For high-risk AI systems that have been placed on the market or put into service before 2 August 2026, the AI Act will apply only if, from that date, those systems are subject to ‘significant changes in their design’. Regardless of any changes, all high-risk AI systems intended for use by public authorities must fully comply with the new regulation by 2 August 2030 at the latest.

This means that in principle, existing systems have some additional time before the AI Act applies, which also means that users (deployers) have to think in first instance only about new systems they take into operation or systems that have been significantly altered after 2 August 2026.

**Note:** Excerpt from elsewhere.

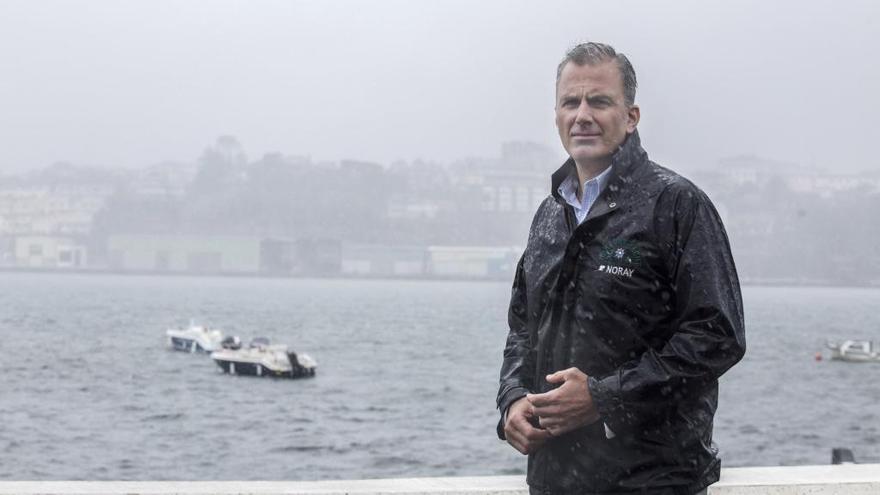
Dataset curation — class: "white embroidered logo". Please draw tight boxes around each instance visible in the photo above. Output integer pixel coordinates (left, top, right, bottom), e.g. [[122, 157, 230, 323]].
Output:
[[599, 265, 635, 278]]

There is however an important sidenote to be made here. The notion of ‘significant change in the design’, covers any change to an AI system that was not foreseen or planned in the initial compliance work (and so-called conformity assessment) under the AI Act, and that affects the compliance of the system or results in a modification of the intended purpose. In particular, a change that ‘affects’ compliance seems to be a relatively low bar. Adding new functionalities through an update after 2 August 2026 for example, extending the initial capabilities of the system, may not necessarily feel like a significant design change from the user perspective. Still, may be enough to trigger new and additional compliance concerns if they were not already planned and accounted for in the original compliance work. If this threshold is met, both provider and deployer obligations will immediately apply to this existing system.

Lastly, the AI Act is not a self-contained piece of legislature. On the contrary, it contains numerous delegations addressed to the European Commission, the European Artificial Intelligence Board and the AI Office for implementing acts, guidelines, recommendations or standardized templates, among others.